À chaud, le frêle grimpeur de 24 ans évoque “un bilan mitigé”, notamment à cause de la journée de samedi, qui ne s’est pas déroulée comme il l’espérait. “On ne peut pas dire que c’est décevant car j’ai été dans le coup les deux jours, même en Ardèche, j’étais quand même un peu déçu de ma fin de course. J’ai eu des problèmes d’estomac, je n’ai pas pu manger correctement, j’ai fini vidé”, explique-t-il auprès de DirectVelo. Il a en revanche joué les premiers rôles dans la Drôme, donc, mais sans réussite. “J’ai senti que les sensations étaient bonnes. Dans les bosses de fin de course, j’étais vraiment bien, avec les meilleurs. C’est vraiment encourageant pour la suite même s’il est toujours frustrant de ne pas ramener de résultat”.

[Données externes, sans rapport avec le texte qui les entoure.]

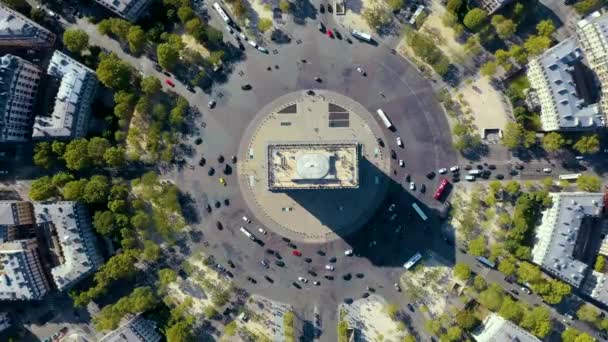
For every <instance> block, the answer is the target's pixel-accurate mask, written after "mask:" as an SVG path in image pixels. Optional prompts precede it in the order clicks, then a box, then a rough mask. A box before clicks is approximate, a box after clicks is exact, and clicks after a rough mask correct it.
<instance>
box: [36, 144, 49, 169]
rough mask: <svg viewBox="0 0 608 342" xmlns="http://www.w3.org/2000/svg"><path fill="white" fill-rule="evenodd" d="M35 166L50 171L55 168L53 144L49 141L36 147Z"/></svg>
mask: <svg viewBox="0 0 608 342" xmlns="http://www.w3.org/2000/svg"><path fill="white" fill-rule="evenodd" d="M33 159H34V164H36V165H38V166H40V167H43V168H45V169H49V168H51V167H52V166H53V162H54V158H53V156H52V150H51V143H49V142H48V141H43V142H39V143H37V144H36V145H35V146H34V157H33Z"/></svg>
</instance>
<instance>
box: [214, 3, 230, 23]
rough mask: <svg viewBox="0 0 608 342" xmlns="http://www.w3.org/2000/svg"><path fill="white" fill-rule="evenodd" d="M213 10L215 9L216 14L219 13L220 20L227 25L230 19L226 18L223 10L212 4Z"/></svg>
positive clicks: (216, 3)
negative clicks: (216, 12)
mask: <svg viewBox="0 0 608 342" xmlns="http://www.w3.org/2000/svg"><path fill="white" fill-rule="evenodd" d="M213 8H215V10H216V11H217V13H219V15H220V17H222V19H223V20H224V22H225V23H226V24H228V23H229V22H230V18H229V17H228V15H227V14H226V12H225V11H224V9H223V8H222V7H221V6H220V5H219V4H218V3H217V2H214V3H213Z"/></svg>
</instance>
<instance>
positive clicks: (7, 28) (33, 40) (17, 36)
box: [0, 3, 55, 48]
mask: <svg viewBox="0 0 608 342" xmlns="http://www.w3.org/2000/svg"><path fill="white" fill-rule="evenodd" d="M54 43H55V35H54V34H53V33H51V31H49V30H47V29H45V28H44V27H42V26H40V25H38V24H36V23H35V22H33V21H32V20H30V19H29V18H27V17H25V16H24V15H23V14H21V13H19V12H17V11H15V10H13V9H11V8H8V7H7V6H5V5H4V4H2V3H0V47H12V48H50V47H52V46H53V44H54Z"/></svg>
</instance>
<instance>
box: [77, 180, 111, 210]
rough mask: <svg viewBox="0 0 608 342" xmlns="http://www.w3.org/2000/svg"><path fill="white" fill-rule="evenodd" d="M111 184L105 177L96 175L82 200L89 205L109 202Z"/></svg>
mask: <svg viewBox="0 0 608 342" xmlns="http://www.w3.org/2000/svg"><path fill="white" fill-rule="evenodd" d="M109 193H110V183H109V182H108V178H107V177H105V176H100V175H95V176H93V177H91V179H90V180H89V182H88V183H87V185H86V186H85V187H84V193H83V194H82V199H83V200H84V201H85V202H87V203H89V204H98V203H104V202H106V201H107V200H108V194H109Z"/></svg>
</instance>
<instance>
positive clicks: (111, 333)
mask: <svg viewBox="0 0 608 342" xmlns="http://www.w3.org/2000/svg"><path fill="white" fill-rule="evenodd" d="M160 340H161V336H160V334H159V333H158V332H156V324H155V323H154V322H153V321H150V320H147V319H145V318H143V317H141V316H140V315H137V316H135V317H133V318H131V319H129V320H128V321H127V322H125V324H123V325H121V326H120V327H119V328H118V329H116V330H114V331H112V332H110V333H108V334H107V335H106V336H104V337H103V338H102V339H101V341H100V342H158V341H160Z"/></svg>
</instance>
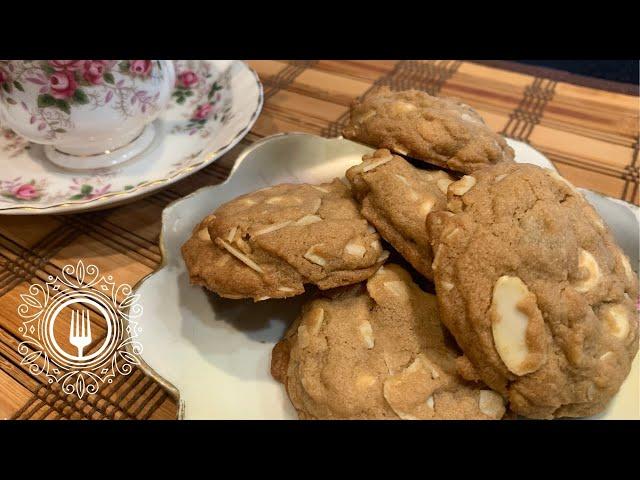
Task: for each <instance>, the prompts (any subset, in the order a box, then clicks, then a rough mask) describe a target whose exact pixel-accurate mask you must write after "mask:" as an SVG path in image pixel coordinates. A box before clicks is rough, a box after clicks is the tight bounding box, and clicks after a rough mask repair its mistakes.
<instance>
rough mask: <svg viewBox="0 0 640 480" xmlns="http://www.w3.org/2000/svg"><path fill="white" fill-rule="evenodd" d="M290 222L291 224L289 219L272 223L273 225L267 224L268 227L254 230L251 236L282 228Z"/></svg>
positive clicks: (256, 235)
mask: <svg viewBox="0 0 640 480" xmlns="http://www.w3.org/2000/svg"><path fill="white" fill-rule="evenodd" d="M290 224H291V220H287V221H285V222H280V223H274V224H273V225H269V226H268V227H265V228H262V229H260V230H258V231H257V232H254V233H253V235H252V236H253V237H258V236H260V235H265V234H267V233H271V232H275V231H276V230H280V229H281V228H284V227H286V226H288V225H290Z"/></svg>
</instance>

En ce début de saison, et avec déjà un succès au compteur (lire ici), Valentin Paret-Peintre est en confiance. “La condition était bonne après Oman. Ça répondait bien à l’entraînement, je n’étais pas inquiet. Je savais qu’il allait y avoir beaucoup de fatigue en fin de course ici aux Boucles. J’ai encore du mal sur ces efforts-là, il va falloir s’habituer. Mais je sais que les courses qui arrivent vont me faire progresser, je ne me pose pas de questions”. Alors qu’il ne devrait pas beaucoup courir en France ces prochains mois, « VPP » avait quartier libre ce week-end, mais le poids des responsabilités ne reposait pas que sur ses épaules, loin de là. “On était deux co-leaders avec Ilan (Van Wilder), sachant que William Junior Lecerf et Gianmarco Garofoli pouvaient eux aussi faire leur course. Ce n’était pas axé sur moi, même s’ils ont souhaité me mettre en avant comme ce sont des courses françaises. Je n’ai pas assumé toute la pression tout seul”.